Week 1 Summary: What makes materials data special?

Cross-Book Summary

1. The Concept of Data-Based Modeling (Neuer, Sandfeld, McClarren)

Data-based vs. First-Principle Models: In engineering, we traditionally rely on first-principle models (bottom-up, derived from axioms like Newton’s laws). Machine Learning introduces data-based modeling (top-down), where the model is extracted from observed process data.
Traceability (White, Grey, Black Boxes): First-principle models are “White-Box” (fully explainable). ML models are often labeled “Black-Box,” though techniques for “Grey-Box” (hybrid) and explainability are emerging to build scientific trust.
Overfitting: A historical perspective (Sandfeld) shows that even Aristotle’s 56-sphere model of the heavens was a form of overfitting—being too complex for the task at hand.

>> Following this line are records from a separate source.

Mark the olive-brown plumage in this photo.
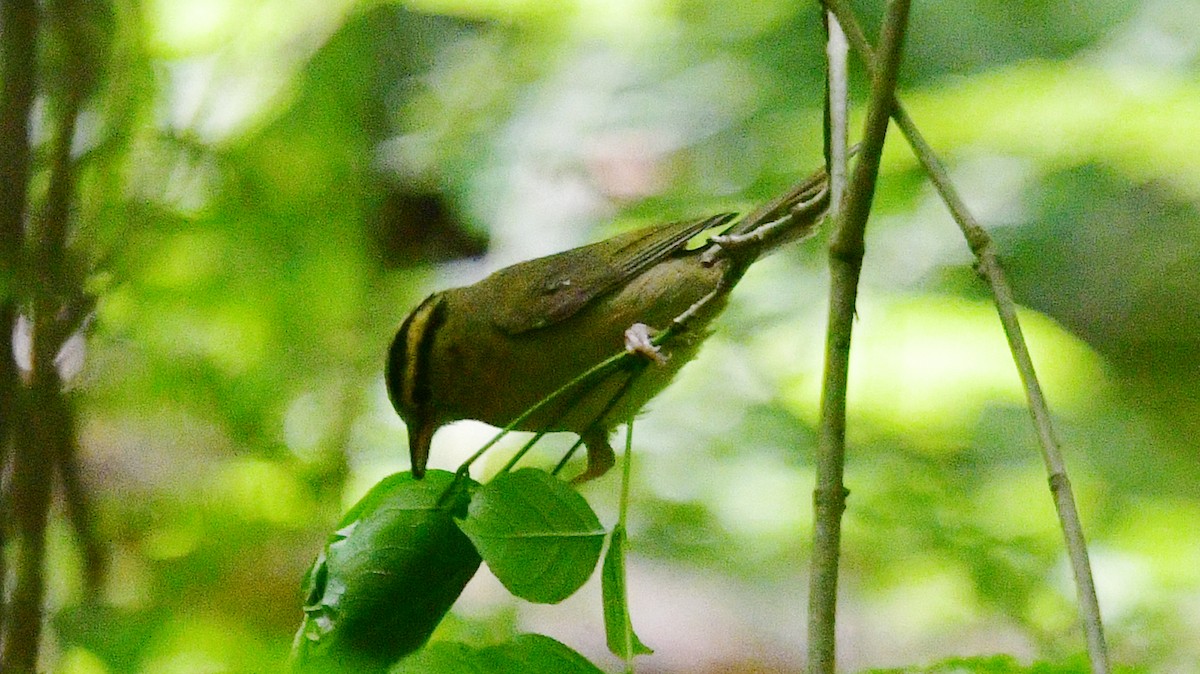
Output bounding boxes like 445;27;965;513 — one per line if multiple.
387;164;830;481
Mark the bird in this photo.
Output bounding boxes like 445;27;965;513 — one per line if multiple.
386;161;831;483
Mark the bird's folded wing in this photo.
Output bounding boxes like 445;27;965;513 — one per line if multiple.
490;213;736;334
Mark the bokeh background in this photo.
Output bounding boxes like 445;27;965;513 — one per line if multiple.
8;0;1200;672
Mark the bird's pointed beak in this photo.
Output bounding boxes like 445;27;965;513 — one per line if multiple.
409;419;436;479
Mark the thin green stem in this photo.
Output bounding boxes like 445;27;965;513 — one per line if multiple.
457;349;635;474
551;435;588;477
809;3;910;674
821;2;1110;670
618;420;634;531
618;420;635;674
824;10;850;214
499;430;550;474
456;304;695;481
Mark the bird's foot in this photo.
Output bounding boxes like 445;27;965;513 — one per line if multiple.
624;323;667;365
569;435;616;484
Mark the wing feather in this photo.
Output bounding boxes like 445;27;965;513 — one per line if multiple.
489;213;736;334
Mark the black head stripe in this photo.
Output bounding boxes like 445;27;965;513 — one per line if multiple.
386;293;447;415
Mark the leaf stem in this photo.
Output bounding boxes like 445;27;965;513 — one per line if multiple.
447;349;634;492
619;421;635;673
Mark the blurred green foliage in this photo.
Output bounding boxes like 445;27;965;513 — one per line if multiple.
12;0;1199;672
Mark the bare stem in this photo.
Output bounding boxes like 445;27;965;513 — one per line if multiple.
808;3;910;674
2;2;102;668
821;1;1110;671
824;11;850;214
0;0;39;647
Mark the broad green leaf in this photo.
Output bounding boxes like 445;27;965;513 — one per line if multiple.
601;525;653;659
481;634;606;673
456;469;605;604
292;470;482;673
392;634;604;674
388;641;478;674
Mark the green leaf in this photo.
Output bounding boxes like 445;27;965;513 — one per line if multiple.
392;634;604;674
292;470;482;673
388;641;478;674
482;634;606;673
602;525;653;659
455;468;605;604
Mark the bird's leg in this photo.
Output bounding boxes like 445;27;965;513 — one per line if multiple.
570;429;616;484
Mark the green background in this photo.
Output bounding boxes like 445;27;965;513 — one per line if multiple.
15;0;1199;672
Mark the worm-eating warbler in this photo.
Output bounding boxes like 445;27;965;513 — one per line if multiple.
387;164;830;482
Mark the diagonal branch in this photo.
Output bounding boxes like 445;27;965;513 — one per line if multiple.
821;1;1110;671
808;3;910;673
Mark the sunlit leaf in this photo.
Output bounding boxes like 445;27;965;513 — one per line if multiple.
456;469;605;604
292;470;481;673
389;640;477;674
602;525;653;658
392;634;604;674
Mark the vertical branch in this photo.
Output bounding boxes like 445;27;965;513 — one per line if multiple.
0;0;40;647
2;0;99;668
821;2;1110;671
808;3;910;674
0;0;36;254
4;375;61;673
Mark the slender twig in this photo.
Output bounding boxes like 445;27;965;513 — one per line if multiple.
0;2;35;255
451;315;688;486
3;2;100;667
0;300;13;638
553;368;645;479
551;435;589;477
499;366;640;479
4;113;78;674
452;349;636;480
617;419;637;674
809;3;910;674
821;2;1110;671
824;10;850;213
0;0;39;646
499;431;551;474
3;416;52;672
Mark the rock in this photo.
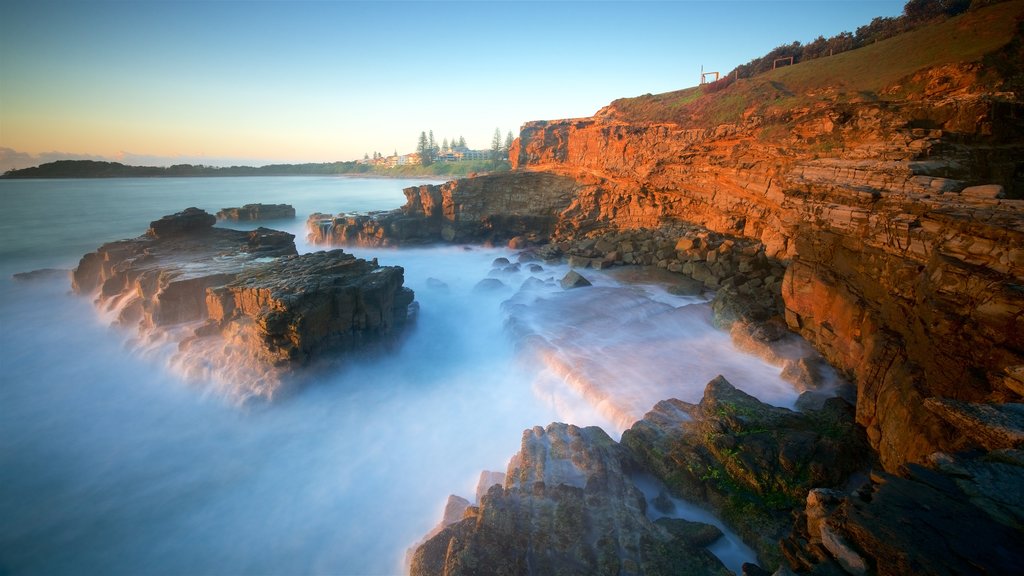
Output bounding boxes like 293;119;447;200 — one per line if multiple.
409;423;732;576
491;257;511;267
11;268;70;282
424;277;449;292
621;376;869;567
667;276;705;296
475;470;505;502
559;270;592;290
72;210;414;400
960;184;1006;198
146;207;216;238
922;398;1024;450
307;172;577;247
472;278;506;292
783;453;1024;575
216;203;295;221
528;263;544;273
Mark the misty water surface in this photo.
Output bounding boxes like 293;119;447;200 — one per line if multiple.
0;177;793;574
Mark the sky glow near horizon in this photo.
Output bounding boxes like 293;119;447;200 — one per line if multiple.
1;0;905;169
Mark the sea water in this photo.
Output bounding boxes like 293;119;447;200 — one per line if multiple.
0;177;796;575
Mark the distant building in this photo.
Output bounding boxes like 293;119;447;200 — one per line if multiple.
460;149;490;161
398;153;421;166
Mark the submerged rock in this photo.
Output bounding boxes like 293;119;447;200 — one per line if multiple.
12;268;70;282
559;270;592;289
409;422;732;576
216;203;296;221
72;208;414;400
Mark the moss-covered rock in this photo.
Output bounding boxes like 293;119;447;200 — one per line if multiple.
621;376;869;569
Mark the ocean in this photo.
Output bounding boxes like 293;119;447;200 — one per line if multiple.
0;177;797;575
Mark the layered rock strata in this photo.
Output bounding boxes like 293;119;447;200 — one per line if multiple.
505;100;1024;470
216;203;296;221
306;66;1024;472
72;208;414;399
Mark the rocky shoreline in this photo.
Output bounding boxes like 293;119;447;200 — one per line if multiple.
301;62;1024;572
72;207;415;401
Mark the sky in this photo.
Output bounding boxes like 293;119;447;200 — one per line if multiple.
0;0;906;169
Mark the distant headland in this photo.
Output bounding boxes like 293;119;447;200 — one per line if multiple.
0;158;510;179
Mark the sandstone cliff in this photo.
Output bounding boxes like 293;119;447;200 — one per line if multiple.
396;4;1024;573
311;3;1024;472
73;208;414;400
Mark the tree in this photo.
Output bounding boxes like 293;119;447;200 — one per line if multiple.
417;131;432;166
504;131;514;153
491;127;503;162
457;135;467;149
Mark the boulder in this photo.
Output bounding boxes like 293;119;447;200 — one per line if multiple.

2. Foundations of Data (Neuer, Bishop)

Data Types: Nominal (names/categories), Ordinal (ordered), Cardinal (numeric), and Binary.
Scales: Nominal, Ordinal, Interval (e.g., Celsius), and Ratio (e.g., Kelvin with absolute zero). Understanding the scale is critical for correct normalization and interpretation.
Units and Uncertainty: Experimental data is meaningless without units and an estimation of measurement uncertainty.

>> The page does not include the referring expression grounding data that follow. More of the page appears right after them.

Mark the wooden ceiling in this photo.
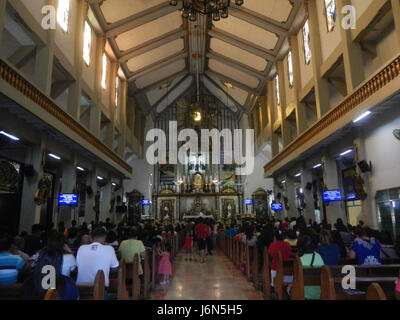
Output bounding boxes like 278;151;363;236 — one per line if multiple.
88;0;303;117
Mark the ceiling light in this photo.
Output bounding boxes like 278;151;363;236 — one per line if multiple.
353;111;371;123
0;130;19;141
313;163;322;169
281;180;286;184
76;166;85;172
294;172;302;177
112;183;116;186
159;81;172;90
97;176;103;180
340;149;353;157
193;111;202;122
48;153;61;160
221;81;234;89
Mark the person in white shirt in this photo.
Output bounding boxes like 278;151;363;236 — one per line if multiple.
76;227;119;294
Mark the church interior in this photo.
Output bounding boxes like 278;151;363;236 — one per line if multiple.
0;0;400;302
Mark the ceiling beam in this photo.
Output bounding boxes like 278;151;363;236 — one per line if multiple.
207;50;266;80
203;74;246;113
127;51;187;81
206;70;259;95
118;28;187;63
148;74;191;114
229;6;288;37
105;2;180;38
208;28;275;61
134;70;188;95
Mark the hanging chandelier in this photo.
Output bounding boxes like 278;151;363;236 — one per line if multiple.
169;0;244;22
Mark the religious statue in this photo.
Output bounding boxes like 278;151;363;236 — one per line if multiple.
192;172;204;191
227;204;232;217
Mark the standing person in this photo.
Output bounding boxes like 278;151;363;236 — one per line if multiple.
184;231;193;262
158;244;172;285
76;228;119;298
194;218;210;263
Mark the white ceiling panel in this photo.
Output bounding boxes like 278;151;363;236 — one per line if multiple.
135;59;186;88
202;76;238;112
145;74;185;106
115;11;182;52
209;59;260;89
156;77;193;113
213;15;279;50
207;73;249;106
210;38;268;71
100;0;165;24
243;0;293;23
126;39;184;72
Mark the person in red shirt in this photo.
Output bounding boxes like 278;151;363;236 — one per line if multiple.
194;218;210;263
268;230;292;288
282;218;290;230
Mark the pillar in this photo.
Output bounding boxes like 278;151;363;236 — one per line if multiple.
391;0;400;50
85;167;98;223
58;155;77;227
19;138;46;233
283;176;297;218
0;0;6;48
300;167;315;222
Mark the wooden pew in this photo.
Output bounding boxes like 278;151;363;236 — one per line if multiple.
77;270;105;300
151;244;159;290
246;244;251;281
142;249;151;299
274;251;295;300
366;283;387;300
0;283;23;300
44;288;60;300
252;245;259;289
125;255;141;300
262;248;271;300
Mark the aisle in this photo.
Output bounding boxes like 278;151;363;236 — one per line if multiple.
151;250;264;300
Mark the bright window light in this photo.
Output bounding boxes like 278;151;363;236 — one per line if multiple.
353;111;371;123
83;21;92;66
101;53;107;89
287;50;294;87
76;166;85;172
97;176;103;180
340;149;353;156
0;131;19;141
313;163;322;168
275;74;280;105
294;172;302;177
48;153;61;160
57;0;70;33
115;77;120;107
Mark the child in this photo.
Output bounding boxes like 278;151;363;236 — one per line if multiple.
184;232;193;262
158;244;172;285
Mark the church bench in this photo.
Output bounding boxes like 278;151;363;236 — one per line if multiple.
125;255;141;300
0;283;23;300
366;282;387;300
142;249;151;299
262;248;271;299
77;270;105;300
274;251;296;300
108;259;129;300
44;288;60;300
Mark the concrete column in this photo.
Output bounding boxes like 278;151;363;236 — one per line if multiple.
34;28;55;96
321;154;347;224
337;0;365;93
301;167;315;222
306;0;331;118
0;0;6;48
19;138;46;233
99;177;112;222
354;133;377;229
277;60;291;147
117;80;127;157
283;176;297;218
85;167;98;224
58;155;77;227
391;0;400;50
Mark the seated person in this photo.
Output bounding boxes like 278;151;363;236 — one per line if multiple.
119;229;146;276
9;236;30;265
377;231;399;260
284;230;298;247
21;233;78;300
0;238;26;284
24;224;44;257
76;228;119;295
268;231;292;288
349;227;382;265
297;234;325;300
316;230;340;266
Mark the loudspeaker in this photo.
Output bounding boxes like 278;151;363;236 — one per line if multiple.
276;192;282;200
306;182;313;190
358;160;372;173
86;186;93;196
23;165;35;177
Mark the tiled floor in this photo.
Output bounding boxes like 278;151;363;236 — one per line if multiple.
151;250;264;300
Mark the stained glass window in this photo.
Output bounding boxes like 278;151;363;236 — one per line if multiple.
83;21;92;66
287;50;294;87
115;77;120;107
57;0;69;33
101;53;107;89
302;20;312;65
275;74;280;106
324;0;337;32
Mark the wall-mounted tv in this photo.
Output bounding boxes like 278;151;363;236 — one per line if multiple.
58;194;78;205
142;200;151;205
245;199;253;205
271;203;283;211
322;190;342;202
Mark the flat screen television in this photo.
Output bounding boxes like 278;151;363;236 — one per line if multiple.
322;190;342;202
58;194;78;205
271;203;283;211
244;199;253;205
142;200;151;205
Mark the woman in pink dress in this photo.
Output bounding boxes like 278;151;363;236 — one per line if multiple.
158;243;172;285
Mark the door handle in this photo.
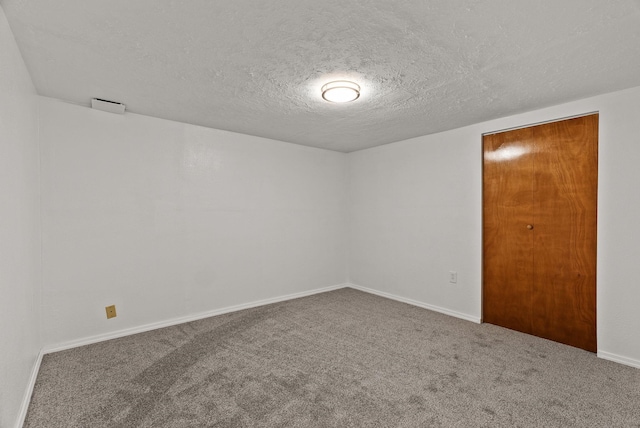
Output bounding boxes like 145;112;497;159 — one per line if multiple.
526;224;534;230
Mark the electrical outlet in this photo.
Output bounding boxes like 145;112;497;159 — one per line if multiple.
105;305;117;319
449;271;457;284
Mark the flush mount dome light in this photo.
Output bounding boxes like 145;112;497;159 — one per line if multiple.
321;80;360;103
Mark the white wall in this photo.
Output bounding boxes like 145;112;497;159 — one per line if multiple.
348;85;640;366
0;6;41;428
39;97;347;347
348;124;483;322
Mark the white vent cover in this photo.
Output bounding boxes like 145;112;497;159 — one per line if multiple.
91;98;126;114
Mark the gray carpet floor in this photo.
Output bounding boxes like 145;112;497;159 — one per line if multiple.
25;288;640;427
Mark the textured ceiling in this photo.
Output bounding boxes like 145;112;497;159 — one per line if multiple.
2;0;640;152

3. Materials Science Specifics (ML-PC index, Sandfeld)

The PSPP Paradigm: Processing–Structure–Property–Performance forms a dependency graph. Materials data is inherently multi-scale and multi-modal (images, spectra, logs).
Experimental Noise: Unlike “clean” toy datasets, materials data contains physical noise, sampling artifacts (aliasing), and biases from instrument resolution.
Data Scarcity: Obtaining high-quality materials data is slow and expensive, making standard “big data” approaches often inapplicable.

90-Minute Lecture Strategy (50 Slides)

Part 1: Introduction & Philosophy (Slides 1-10)

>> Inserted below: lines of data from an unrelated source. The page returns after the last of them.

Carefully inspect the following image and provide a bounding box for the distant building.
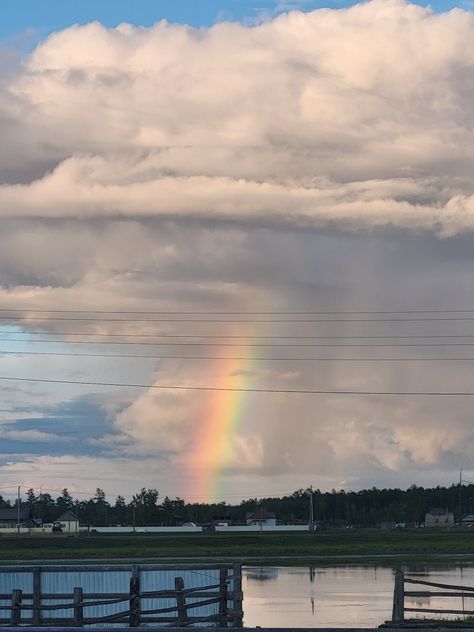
[0,508,33,529]
[212,515,232,527]
[380,521,397,530]
[315,519,348,530]
[0,507,35,532]
[246,509,277,527]
[424,507,454,528]
[58,510,80,533]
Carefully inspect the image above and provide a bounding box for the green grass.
[1,528,474,562]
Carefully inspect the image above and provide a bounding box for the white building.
[246,509,277,527]
[43,510,81,534]
[424,507,454,528]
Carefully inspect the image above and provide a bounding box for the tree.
[94,488,106,504]
[93,488,109,525]
[162,497,186,525]
[132,488,160,526]
[26,488,36,506]
[115,495,126,508]
[36,493,56,522]
[114,495,127,525]
[56,488,74,511]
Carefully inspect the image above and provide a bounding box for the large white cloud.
[1,0,473,232]
[1,1,474,500]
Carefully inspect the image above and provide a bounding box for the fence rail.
[392,570,474,623]
[0,564,243,628]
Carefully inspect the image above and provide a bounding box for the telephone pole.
[309,486,314,532]
[17,486,21,535]
[459,467,463,525]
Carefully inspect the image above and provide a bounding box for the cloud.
[1,1,474,499]
[0,0,473,233]
[0,428,63,442]
[2,157,474,236]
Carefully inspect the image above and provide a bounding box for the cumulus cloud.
[0,0,473,232]
[1,1,474,499]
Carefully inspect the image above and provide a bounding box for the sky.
[0,0,470,44]
[1,0,474,506]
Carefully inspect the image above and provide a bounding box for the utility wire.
[3,308,474,314]
[2,337,474,347]
[2,375,474,395]
[8,482,319,498]
[1,484,316,502]
[4,315,474,322]
[3,330,474,340]
[3,349,474,361]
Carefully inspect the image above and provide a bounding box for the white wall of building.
[0,527,31,535]
[215,524,309,532]
[91,526,204,533]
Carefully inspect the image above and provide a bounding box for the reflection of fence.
[392,570,474,622]
[0,564,243,627]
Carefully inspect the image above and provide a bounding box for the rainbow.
[187,326,257,503]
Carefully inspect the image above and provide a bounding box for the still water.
[242,563,474,628]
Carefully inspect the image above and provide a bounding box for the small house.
[0,507,32,533]
[424,507,454,528]
[56,510,80,533]
[246,509,277,527]
[0,508,32,529]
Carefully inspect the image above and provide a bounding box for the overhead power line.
[3,330,474,340]
[2,308,474,314]
[4,315,474,322]
[2,375,474,395]
[0,483,316,502]
[2,337,474,348]
[3,349,474,362]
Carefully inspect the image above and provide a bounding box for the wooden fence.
[392,570,474,623]
[0,564,243,627]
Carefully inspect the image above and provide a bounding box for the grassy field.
[1,529,474,562]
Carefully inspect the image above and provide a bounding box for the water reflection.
[242,563,474,628]
[246,567,279,582]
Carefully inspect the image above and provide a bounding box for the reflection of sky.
[246,567,279,582]
[242,564,474,628]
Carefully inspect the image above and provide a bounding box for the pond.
[242,563,474,628]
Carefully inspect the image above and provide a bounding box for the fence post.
[175,576,187,626]
[11,589,22,625]
[32,567,41,626]
[232,563,243,628]
[219,567,229,628]
[392,570,405,623]
[129,565,140,627]
[73,587,84,627]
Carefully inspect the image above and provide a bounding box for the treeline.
[0,483,472,527]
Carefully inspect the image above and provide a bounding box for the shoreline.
[2,552,474,565]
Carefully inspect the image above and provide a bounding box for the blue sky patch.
[0,395,122,457]
[0,0,468,49]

Course goals and the AI 4 Materials program.
The “Hype Cycle” vs. Reality in scientific AI.
Why now? The convergence of high-throughput experiments, simulation, and ML.

Part 2: Models in Engineering (Slides 11-20)

Defining a “Model”: Prediction vs. Explanation.
First-Principles (physics-based) vs. Data-Driven approaches.
The Black-Box stigma and the move toward White-Box ML.

Part 3: What Makes Materials Data Special? (Slides 21-35)

The PSPP Chain as a data graph.
Types of data: Micrographs (pixels), EBSD (orientations), EDS (spectra), Process logs (time-series).
The “Small Data” problem in Materials Science.
Physical Priors: How physics limits the possible data space.

Part 4: Data Foundations & Quality (Slides 36-45)

Categorizing data: Nominal, Ordinal, Cardinal.
The critical role of Metadata and Units.
Measurement uncertainty and its propagation into ML models.

Part 5: The CRISP-DM Workflow for Labs (Slides 46-50)

Adapting the industrial standard to the materials lab.
From “Scientific Understanding” to “Deployment” in production.
Correlation != Causality (The Ice Cream and Crime rate example).

Quarto Website Update (Summary)

Summary for ML-PC Week 1:
This unit introduces the transition from classical physics-based modeling to data-driven discovery in materials science. We explore the unique challenges of experimental materials data, including its multi-modal nature, high acquisition cost, and the fundamental Processing-Structure-Property-Performance (PSPP) relationships. Key concepts include data scales, measurement uncertainty, and the CRISP-DM process adapted for scientific workflows.